Die Organisation hat jetzt einen Maßnahmenkatalog vorgelegt, mit dem die Staaten der Gruppe der zwanzig wichtigsten Industrie- und Schwellenländer (G20) die Korruption bekämpfen sollen. Dazu gehört, dass veröffentlicht wird, wer wirklich hinter einem Unternehmen steckt.

Großbritannien habe auf diesem Gebiet eine Vorreiterrolle eingenommen, stellte die Lobbygruppe fest, die 2004 von zehn großen Hilfsorganisationen zusammen mit Prominenten wie Bono und Bob Geldof gegründet worden war. "In Dutzenden von Ländern auf der ganzen Welt lässt sich eine Scheinfirma mit weniger Angaben gründen, als für die Ausstellung eines Führerscheins oder für die Eröffnung eines Bankkontos verlangt wird", heißt es in dem Bericht.

Transparenz im Rohstoffhandel mit Afrika

Als zweiten wichtigen Tagesordnungspunkt für den nächsten G20-Gipfel im November in Brisbane schlägt One das Thema Transparenz im Rohstoffhandel mit Afrika vor.

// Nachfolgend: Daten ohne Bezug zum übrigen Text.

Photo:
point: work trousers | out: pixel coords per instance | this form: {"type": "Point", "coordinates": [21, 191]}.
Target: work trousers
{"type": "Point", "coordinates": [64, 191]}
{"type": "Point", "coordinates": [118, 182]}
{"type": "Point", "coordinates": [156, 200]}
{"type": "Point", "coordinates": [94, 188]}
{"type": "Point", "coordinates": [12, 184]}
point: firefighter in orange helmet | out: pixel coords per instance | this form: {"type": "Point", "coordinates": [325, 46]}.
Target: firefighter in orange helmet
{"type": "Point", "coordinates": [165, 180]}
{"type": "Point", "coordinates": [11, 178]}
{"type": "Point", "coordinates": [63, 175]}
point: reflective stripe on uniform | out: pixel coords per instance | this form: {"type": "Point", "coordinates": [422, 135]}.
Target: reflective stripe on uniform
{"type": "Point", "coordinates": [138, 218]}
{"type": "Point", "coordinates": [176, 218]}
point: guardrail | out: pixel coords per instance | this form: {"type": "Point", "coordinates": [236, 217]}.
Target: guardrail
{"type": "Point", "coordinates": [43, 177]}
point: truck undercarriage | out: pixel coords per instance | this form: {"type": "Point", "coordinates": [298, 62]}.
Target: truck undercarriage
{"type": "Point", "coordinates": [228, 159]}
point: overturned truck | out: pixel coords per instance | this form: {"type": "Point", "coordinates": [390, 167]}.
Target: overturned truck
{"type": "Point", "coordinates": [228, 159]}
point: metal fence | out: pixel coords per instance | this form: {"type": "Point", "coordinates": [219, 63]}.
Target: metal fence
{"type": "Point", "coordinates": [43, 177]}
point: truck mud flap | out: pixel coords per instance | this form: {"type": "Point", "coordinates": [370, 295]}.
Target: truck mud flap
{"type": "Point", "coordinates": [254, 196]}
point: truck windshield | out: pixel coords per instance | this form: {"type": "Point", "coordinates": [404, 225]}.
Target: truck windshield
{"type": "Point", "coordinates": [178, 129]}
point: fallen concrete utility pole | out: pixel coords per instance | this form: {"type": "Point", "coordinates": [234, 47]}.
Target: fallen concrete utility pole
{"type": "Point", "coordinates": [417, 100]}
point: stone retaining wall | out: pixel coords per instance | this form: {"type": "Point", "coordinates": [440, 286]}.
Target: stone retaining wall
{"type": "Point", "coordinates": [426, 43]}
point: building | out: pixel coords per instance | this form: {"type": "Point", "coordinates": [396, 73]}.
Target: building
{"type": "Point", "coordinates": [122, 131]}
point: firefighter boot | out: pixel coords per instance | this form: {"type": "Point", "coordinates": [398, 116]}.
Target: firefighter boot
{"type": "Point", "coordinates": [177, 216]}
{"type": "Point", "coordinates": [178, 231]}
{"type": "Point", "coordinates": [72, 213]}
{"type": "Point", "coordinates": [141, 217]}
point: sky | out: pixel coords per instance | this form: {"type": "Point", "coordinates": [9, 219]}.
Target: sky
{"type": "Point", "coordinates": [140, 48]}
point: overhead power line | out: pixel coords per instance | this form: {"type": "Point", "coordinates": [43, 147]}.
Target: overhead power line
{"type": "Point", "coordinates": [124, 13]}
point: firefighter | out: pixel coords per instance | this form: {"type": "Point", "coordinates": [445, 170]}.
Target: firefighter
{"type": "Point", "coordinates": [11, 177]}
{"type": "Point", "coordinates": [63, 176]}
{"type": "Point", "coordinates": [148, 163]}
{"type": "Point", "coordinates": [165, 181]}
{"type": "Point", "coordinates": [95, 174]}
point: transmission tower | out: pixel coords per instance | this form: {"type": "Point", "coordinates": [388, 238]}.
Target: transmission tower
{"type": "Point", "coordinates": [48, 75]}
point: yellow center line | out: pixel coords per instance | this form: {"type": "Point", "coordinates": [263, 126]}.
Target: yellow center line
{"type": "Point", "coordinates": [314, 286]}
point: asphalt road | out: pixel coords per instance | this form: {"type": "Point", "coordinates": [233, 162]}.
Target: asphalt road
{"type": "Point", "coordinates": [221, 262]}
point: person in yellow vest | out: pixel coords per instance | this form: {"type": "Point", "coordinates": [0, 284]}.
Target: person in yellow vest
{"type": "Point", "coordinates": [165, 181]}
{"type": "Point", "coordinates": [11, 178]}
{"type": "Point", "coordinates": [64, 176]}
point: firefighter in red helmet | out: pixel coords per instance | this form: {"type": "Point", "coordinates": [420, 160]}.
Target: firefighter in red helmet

Die Organisation argumentiert, wenn alle Konzerne öffentlich machen müssten, wie viel sie für die Ausbeutung eines bestimmten Rohstoffes an eine Regierung bezahlt haben, könnten sich korrupte Regierungsbeamte nicht so leicht dabei bereichern. Mehrere chinesische Konzerne, deren Aktien an US-Börsen gehandelt würden, beherzigten dieses Prinzip bereits, weil dies für börsennotierte Unternehmen in den USA so vorgeschrieben sei, erklärte ein One-Mitarbeiter.

Um die Steuerflucht aus Afrika zu begrenzen, appelliert die Organisation an die G20-Staaten, die Entwicklungsländer auch dann an dem von ihnen geplanten automatischen System zum Austausch von Steuerinformationen zu beteiligen, wenn diese Staaten selbst noch nicht in der Lage sind, Daten für dieses System zu liefern.